No other state in recent years has forced school district consolidation like Maine, but reducing the number of school districts is a top priority for some governors.

“If (the local budget situation) was really, really tough, you’d see (consolidation) happen,” New York Gov. Andrew Cuomo, a Democrat, said in March. “If you are a school district, or a city, or a town or a county, and you are looking for a fundamental financial reform, consolidation is one of the obvious ones.”

To lessen the blow for communities that decide to consolidate, states offer financial incentives to help with transition costs. New York offers consolidating school districts a 40 percent increase in their state aid, freezing the amount based on their aid for the 2006-2007 school year, plus money for new buildings. Had Seneca Falls and Waterloo merged, they would have seen an additional $43 million in state aid over the next 14 years.

But the money wasn’t enough to convince voters, likely because the consolidation wouldn’t have made much of a difference in people’s tax bills and would have created upheaval in the community.

“The actual savings from these plans is usually just a fraction of the property tax bill, so it’s difficult to vote for doing a radical and risky thing for something that often amounts to $20 or $30 in savings,” said Kent Gardner, chief economist at the Center For Governmental Research in Rochester, New York.

Plus, the practical realities of consolidation usually take a long time to work out.

“When you consolidate districts, the buildings are in the wrong place, the teachers are in the wrong place and parents are mad about where their kids are going to school,” said David Thompson, a professor at Kansas State University who specializes in school finance research.

Kansas guarantees that consolidating districts will get the full amount of both individual districts’ state aid for five years after a merger.

Consolidation in rural districts in California’s Sierra Nevada mountains region meant long bus rides and moving middle and high school students onto the same campuses.

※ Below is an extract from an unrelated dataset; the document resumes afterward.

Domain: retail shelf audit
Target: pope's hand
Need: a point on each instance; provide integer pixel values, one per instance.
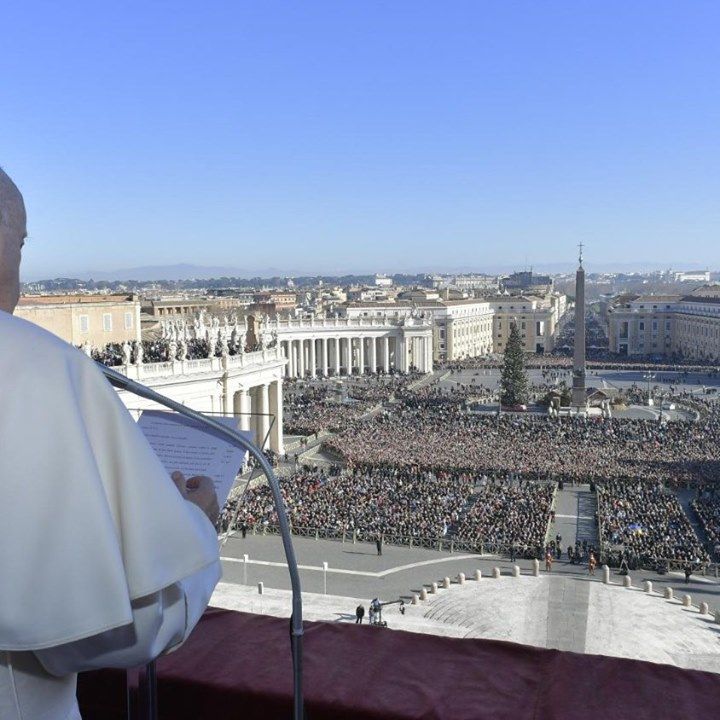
(200, 491)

To adjust to declining enrollment, school board members from Black Oak Mine school district voted last year to send their 200 seventh-and eighth-grade students to the district’s Golden Sierra High School, where they attend classes in nine portable classrooms.   

“If we’d had full enrollment, we probably would never have move them, since it’s so upsetting to parents to have their kids change schools,” said Drew Woodall, director of educational services for the Black Oak Mine school district, located about 150 miles north of Yosemite National Park.

That experience is typical in consolidated districts, Thompson said.

“You have to look at cost savings related to consolidation and think, what will be the new costs?” said Thompson, who noted that in consolidated districts in western Kansas, students can be on school buses for over two hours each day.

When consolidation failed to produce any savings for schools in Glenburn, Maine, the community voted to formally “divorce” from its arranged marriage to two neighboring districts. In the first year of independence, the superintendent said the local tax assessment went down ,000. Eight other districts in the state have divorced since 2011.

Still, when it came up for a statewide referendum in 2009, voters in Maine kept the consolidation law.

“Every superintendent said ‘consolidation is long overdue, but can you wait until I leave to do it?’” Baldacci said. “Maybe we didn’t come up with exactly the right partners for consolidation, but through this, we told them, ‘we’re not going to just send you a check and then turn our backs anymore.’”  

Where It Works

Consolidation is not always successful. But it most often works in communities that already have overlapping activities like shopping, youth sports or churches, said William Silky, an education consultant who specializes in school consolidation studies.

“It’s also helpful if the two districts aren’t athletic rivals, and if there’s a perception of equal opportunity to gain,” he said.  

Those factors, plus the support of school administrators and political leaders, convinced voters in Hunterdon County, N. J., to vote last week to merge four school districts into one, which will serve all 900 students in the community.

Familiarity also helped with the successful merger of the two western Kansas school districts of Greensburg and Mullinville. Plus, a two-mile-wide tornado had all but wiped Greensburg off the map in 2007.

To help ease the transition into their new school, the 300 students from the two old districts voted to make the new Kiowa County Schools mascot the maverick and change their school colors to burnt orange and white.

“It wasn’t them coming to us or us going to them, it was all new,” said Darin Headrick, the superintendent of Kiowa County Schools. 

“Consolidation is something that we’d talked about for a long time, even before the tornado, but it’s very difficult for people to get excited about closing a school down in a community,” Headrick said. “But after the tornado, nothing was going to be the same. So it’s made it a little easier to have the new school, too.”